The Company adopted FASB ASC 820 on October 1, 2008. Under this FASB, fair value is defined as the price that would be received to sell an asset or paid to transfer a liability in an orderly transaction between market participants at the measurement date (an exit price). The standard outlines a valuation framework and creates a fair value hierarchy in order to increase the consistency and comparability of fair value measurements and the related disclosures. Under GAAP, certain assets and liabilities must be measured at fair value, and FASB ASC 820-10-50 details the disclosures that are required for items measured at fair value.

 

The Company has various financial instruments that must be measured under the new fair value standard including: cash and debt. The Company currently does not have non-financial assets or non-financial liabilities that are required to be measured at fair value on a recurring basis. The Company’s financial assets and liabilities are measured using inputs from the three levels of the fair value hierarchy. The three levels are as follows:

 

Level 1 - Inputs are unadjusted quoted prices in active markets for identical assets or liabilities that the Company has the ability to access at the measurement date. The fair value of the Company’s cash is based on quoted prices and therefore classified as Level 1.

Level 2 - Inputs include quoted prices for similar assets and liabilities in active markets, quoted prices for identical or similar assets or liabilities in markets that are not active, inputs other than quoted prices that are observable for the asset or liability (e.g., interest rates, yield curves, etc.), and inputs that are derived principally from or corroborated by observable market data by correlation or other means (market corroborated inputs).

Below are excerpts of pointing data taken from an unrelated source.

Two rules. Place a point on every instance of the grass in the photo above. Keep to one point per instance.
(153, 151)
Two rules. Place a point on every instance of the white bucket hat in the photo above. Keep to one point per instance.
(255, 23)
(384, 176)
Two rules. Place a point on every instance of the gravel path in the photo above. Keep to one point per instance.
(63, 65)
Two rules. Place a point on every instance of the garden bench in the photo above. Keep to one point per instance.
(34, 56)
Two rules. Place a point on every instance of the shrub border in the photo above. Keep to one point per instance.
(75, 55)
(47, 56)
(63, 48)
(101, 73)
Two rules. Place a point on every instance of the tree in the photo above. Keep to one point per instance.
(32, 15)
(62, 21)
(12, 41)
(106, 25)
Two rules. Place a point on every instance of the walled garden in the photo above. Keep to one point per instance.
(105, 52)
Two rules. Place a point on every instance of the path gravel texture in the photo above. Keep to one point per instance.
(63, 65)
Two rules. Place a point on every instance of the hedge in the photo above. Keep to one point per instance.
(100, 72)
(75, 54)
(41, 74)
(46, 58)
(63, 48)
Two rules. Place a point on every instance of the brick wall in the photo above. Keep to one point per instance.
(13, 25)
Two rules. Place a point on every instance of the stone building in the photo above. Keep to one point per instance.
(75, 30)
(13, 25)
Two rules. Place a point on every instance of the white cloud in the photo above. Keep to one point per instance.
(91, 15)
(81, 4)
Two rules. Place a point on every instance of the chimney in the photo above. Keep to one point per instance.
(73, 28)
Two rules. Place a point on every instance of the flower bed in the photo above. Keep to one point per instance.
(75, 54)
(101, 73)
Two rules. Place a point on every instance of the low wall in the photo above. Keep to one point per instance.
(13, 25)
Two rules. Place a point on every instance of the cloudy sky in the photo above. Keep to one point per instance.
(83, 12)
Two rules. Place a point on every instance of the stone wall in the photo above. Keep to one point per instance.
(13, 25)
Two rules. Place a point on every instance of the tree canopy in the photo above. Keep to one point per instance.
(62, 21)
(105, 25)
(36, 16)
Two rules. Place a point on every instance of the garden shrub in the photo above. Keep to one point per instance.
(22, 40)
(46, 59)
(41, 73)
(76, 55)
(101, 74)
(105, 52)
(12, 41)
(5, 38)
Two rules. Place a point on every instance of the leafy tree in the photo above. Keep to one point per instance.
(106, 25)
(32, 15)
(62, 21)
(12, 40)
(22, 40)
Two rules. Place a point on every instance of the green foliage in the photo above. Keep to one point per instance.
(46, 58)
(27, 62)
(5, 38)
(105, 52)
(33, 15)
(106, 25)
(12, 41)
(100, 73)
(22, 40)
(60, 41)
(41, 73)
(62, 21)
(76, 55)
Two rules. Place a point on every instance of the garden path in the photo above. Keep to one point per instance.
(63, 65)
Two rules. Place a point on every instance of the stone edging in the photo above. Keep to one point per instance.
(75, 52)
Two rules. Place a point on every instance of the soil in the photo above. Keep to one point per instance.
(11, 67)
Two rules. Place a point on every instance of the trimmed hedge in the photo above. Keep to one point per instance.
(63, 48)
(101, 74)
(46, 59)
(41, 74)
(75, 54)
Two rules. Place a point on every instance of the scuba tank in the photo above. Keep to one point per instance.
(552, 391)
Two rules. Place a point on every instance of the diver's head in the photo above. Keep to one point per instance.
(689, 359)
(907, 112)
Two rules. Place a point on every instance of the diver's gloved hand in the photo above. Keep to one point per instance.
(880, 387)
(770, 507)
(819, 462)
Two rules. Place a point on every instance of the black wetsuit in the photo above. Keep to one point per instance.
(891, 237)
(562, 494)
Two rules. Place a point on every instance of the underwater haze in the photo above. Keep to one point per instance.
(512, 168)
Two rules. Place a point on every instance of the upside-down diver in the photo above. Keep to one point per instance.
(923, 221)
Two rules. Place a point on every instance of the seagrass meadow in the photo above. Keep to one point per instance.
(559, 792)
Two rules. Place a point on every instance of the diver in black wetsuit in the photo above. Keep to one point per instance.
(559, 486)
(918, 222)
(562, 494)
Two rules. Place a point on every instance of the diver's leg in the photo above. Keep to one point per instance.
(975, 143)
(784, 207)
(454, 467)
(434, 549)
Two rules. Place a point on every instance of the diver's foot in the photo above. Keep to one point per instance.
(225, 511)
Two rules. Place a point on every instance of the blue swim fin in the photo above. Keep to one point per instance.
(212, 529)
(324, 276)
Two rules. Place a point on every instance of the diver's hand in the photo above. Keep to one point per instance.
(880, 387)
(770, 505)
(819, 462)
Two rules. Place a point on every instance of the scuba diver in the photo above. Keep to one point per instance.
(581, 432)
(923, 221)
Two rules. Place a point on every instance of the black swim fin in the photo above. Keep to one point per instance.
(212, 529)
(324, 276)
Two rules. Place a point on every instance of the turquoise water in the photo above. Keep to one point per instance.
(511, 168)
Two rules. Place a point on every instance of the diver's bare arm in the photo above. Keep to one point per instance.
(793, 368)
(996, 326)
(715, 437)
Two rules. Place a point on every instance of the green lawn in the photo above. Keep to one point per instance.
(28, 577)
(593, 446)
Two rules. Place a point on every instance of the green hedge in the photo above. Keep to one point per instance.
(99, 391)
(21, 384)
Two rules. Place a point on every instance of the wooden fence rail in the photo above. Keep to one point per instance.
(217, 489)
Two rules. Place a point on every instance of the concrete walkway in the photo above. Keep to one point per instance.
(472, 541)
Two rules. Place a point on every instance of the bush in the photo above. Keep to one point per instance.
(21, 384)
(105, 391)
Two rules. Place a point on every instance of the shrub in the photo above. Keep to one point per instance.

Level 3 - Unobservable inputs that reflect our assumptions about the assumptions that market participants would use in pricing the asset or liability.

 

Cash, accounts receivable, capitalized production costs, prepaid royalties, prepaid expenses, accounts payable, accrued compensation, accrued royalties, accrued interest, accrued expenses, unearned royalties, notes payable – related party and technology payables reported on the balance sheet are estimated by management to approximate fair market value due to their short term nature.

 

The following tables provide a summary of the fair values of assets and liabilities measured on a non-recurring basis:

 

          Fair Value Measurements at  
          March 31, 2013  
    Carrying Value                    
    March 31, 2013     Level 1     Level 2     Level 3  
Liabilities:                        
Convertible notes payable *   $ 100,000     $ -     $ -     $ 100,000  
Convertible notes payable   $ 60,826     $ -     $ -     $ 60,826  
               
            Fair Value Measurements at  
            December 31, 2012  
    Carrying Value                          
    December 31, 2012     Level 1     Level 2     Level 3  
Liabilities:                                
Convertible notes payable, in default   $ 50,000     $ -     $ -     $ 50,000  
Convertible notes payable *   $ 100,000     $ -     $ -     $ 100,000  

 

* - Related Party

 

The Company believes that the market rate of interest as of March 31, 2013 and December 31, 2012 was not materially different to the rate of interest at which the convertible notes payable were issued. Accordingly, the Company believes that the fair value of the convertible notes payable approximated their carrying value at March 31, 2013 and December 31, 2012.